Aux États-Unis, la pression politique émana du sénateur John McCain, intimement lié au milieu de la boxe. Son épouse était l’héritière de la fortune de la distribution Budweiser, sponsor principal de la boxe professionnelle. Il semblerait que les états financiers publics de McCain aient confirmé qu'ils investissaient des sommes importantes dans Anheuser-Busch et Hensley & Co. En France, l’hostilité des dirigeants sportifs est incarnée par les prises de positions de Jean-Luc Rougé, président de la Fédération française de judo depuis 2005. Ce farouche opposant au MMA n’hésite pas à qualifier la discipline « d’expression de la violence qu’on banalise ». Ces deux arguments principaux concernent la cage octogonale et les coups portés au sol, qui selon lui « sont des situations dégradantes ». En 2015, il affirme également que le MMA est un « refuge pour djihadistes ». La même année, l’Union européenne de judo (UEJ) décide d’annuler les championnats d’Europe de judo deux mois avant le début de l’événement du fait du partenariat conclu par la Fédération britannique de judo avec l’UFC pour parrainer l’Euro de judo.

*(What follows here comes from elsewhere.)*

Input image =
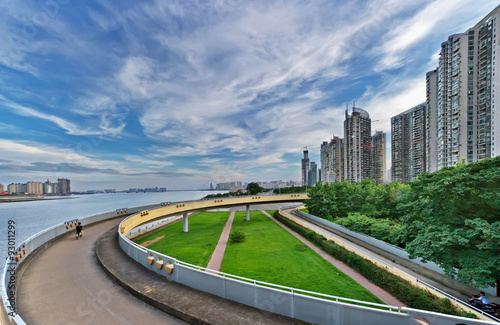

Désormais, vingt ans après la recommandation du Conseil de l’Europe, la ministre des Sports française Roxana Maracineanu, a annoncé vouloir autoriser la discipline. "Aujourd’hui  ce sport est très pratiqué en France mais n'est pas reconnu, il y a donc un risque que des éducateurs interviennent sans diplôme, et il y a aussi le danger que cette pratique se déroule dans des lieux avec des personnes pas très bien intentionnées, je pense à l’aspect radicalisation dans le sport ou par le sport. Il est donc nécessaire de réglementer une telle pratique pour pouvoir avoir un œil sur cette discipline, sur ce sport assez complet." Il reste à savoir sous la tutelle de quelle fédération sportive.